I don't understand my femdom ********** fantasies and the fetishes and feelings that are a part of them. My femdom ********** fantasies are a part of me, they are a part of me and of who and what I am. So I have this inner need to understand my femdom ********** fantasies and to understand the fetishes and feelings that are part of them.

They are not easy to understand. What man would have fantasies about having his testicles surgically removed and his manhood destroyed, or would want that somehow, even if it is performed by a very beautiful woman? Why would a man have femdom ********** fantasies? Why do I have them? They don't seem to be "normal," Of course what really is normal? So sometimes I feel there's something wrong with me because I have them, and that's a struggle.

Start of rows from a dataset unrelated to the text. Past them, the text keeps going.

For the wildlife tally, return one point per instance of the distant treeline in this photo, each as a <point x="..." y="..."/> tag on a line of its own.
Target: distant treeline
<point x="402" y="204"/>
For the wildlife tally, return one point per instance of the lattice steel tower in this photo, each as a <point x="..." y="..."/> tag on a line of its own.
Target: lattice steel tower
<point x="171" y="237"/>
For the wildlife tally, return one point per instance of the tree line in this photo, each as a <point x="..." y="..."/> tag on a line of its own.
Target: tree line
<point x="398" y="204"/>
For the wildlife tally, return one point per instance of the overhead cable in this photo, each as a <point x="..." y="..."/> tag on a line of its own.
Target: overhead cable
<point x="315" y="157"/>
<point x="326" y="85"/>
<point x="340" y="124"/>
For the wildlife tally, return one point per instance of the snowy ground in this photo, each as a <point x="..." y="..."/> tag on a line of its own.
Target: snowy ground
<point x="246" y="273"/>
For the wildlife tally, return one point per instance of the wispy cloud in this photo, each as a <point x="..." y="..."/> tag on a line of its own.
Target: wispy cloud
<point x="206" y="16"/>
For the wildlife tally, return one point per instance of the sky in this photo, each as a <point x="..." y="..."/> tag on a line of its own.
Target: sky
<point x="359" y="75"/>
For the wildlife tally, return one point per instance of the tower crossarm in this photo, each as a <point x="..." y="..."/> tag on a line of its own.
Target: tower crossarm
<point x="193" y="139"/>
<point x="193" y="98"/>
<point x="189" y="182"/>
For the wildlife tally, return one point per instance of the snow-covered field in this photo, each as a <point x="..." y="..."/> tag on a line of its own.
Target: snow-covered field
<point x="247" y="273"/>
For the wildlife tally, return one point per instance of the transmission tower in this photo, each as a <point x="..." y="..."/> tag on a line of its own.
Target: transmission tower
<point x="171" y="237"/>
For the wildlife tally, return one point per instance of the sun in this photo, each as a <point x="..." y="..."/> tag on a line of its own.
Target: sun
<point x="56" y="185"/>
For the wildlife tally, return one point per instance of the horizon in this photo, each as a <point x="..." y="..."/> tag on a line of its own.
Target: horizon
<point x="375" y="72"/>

I have a very strong inner sense that there is something I'm searching for through these fantasies, something spiritual and even religious. I know how that sounds, but it's something I feel down inside.

What is it that I'm really searching for through these fantasies and fetishes? How do I go about finding whatever it is I'm searching for through them?

I know I've talked about this in some of my other posts here, but I wish I could understand and know. It would all be much easier to deal with and live with if I could understand and know.

Does anyone else with femdom ********** fantasies have these kinds feelings about them?